A little description:

  • ResolveValue is a leaf of the expression plan tree. It marks scalar or enum coercion.
  • SelectFields is used to mark retrieval of set of fields from object types.
  • ResolveCollection marks a node that is going to return a list of results.
  • ResolveAbstraction (not present on the example) is a map of object type ⇒ SelectFields set used for abstract types (unions and interfaces).

As we can see, information about query fragment has been erased (fragment's fields have been inlined), and every field contains a type information. What we have in a result is fully declarative representation of our query. What can we do from here?:

  • Standard execution path is trivial - we simply make a tree traversal and execute every field's resolve function on the way.
  • We can decide to use an interpreter to create another representation from it (i.e.
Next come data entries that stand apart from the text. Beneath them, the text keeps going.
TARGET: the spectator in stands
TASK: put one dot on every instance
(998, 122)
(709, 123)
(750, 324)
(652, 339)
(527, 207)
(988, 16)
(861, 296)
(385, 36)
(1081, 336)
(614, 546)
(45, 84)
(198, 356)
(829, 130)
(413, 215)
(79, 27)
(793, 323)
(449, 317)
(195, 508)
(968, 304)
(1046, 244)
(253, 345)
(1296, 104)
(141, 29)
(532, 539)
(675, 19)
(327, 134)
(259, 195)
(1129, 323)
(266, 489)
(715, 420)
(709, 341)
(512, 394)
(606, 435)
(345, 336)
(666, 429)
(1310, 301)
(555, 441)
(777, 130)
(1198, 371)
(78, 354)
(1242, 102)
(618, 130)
LINQ/SQL query).
  • Since execution plan is build as a tree, we could "manually" add/remove nodes from it, or even split it in two, and then again interpret each part separately. Having a set operations (such as unions and intersections) over them is especially promising.
  • We could cache the execution plans, reducing number of operations necessary to perform when executing each query. This can be a big advantage in the future - especially when combined with publish/subscribe pattern.

While presence of intermediate representation doesn't solve all problems, I think it's a step in the right direction, as it allows us to compose our server logic in more declarative fashion without headaches about performance issues.